Come nei migliori classici natalizi, anche in Rare Exportsgli adulti non capiscono una cippa. La mente aperta del bambino è in grado di scrutare elementi che l’occhio disilluso dell’uomo non può cogliere. A Pietri bastano pochi minuti di girato per capire cosa sta succedendo. Il suo tentativo di mettere gli altri in guardia rimbalza però contro il rassegnato realismo del padre.

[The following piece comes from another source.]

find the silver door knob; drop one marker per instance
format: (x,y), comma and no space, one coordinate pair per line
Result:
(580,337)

Per conquistare la fiducia del genitore, il giovane protagonista dovrà abbandonare le sue paure e imboccare la strada che lo condurrà alla vita adulta. Ancora una volta, il passaggio ci viene raccontato in un’inquadratura. Di fronte alla sfida finale, Pietri abbandonerà al suolo il fidato pupazzetto che lo accompagna per tutta la pellicola. Il bambino è ormai lasciato alle spalle, di fronte abbiamo un primo abbozzo d’uomo.
In conclusione
Rare Exports è un fantasy-horror che affonda nel passato per lanciarsi nel futuro. La ricetta di Helander è semplice eppure efficace. Sfruttando la materia prima autoctona, il regista la condisce con la giusta dose di tensione e cattiveria fino ad ottenere un film natalizio dal gusto unico.
Se siete affezionati alle tradizioni fatte di zucchero, cappelli rossi e Michael Bublè, forse potrete anche procedere oltre. Ma sa desiderate assaporare qualcosa di nuovo, Rare Exports è il film che fa per voi.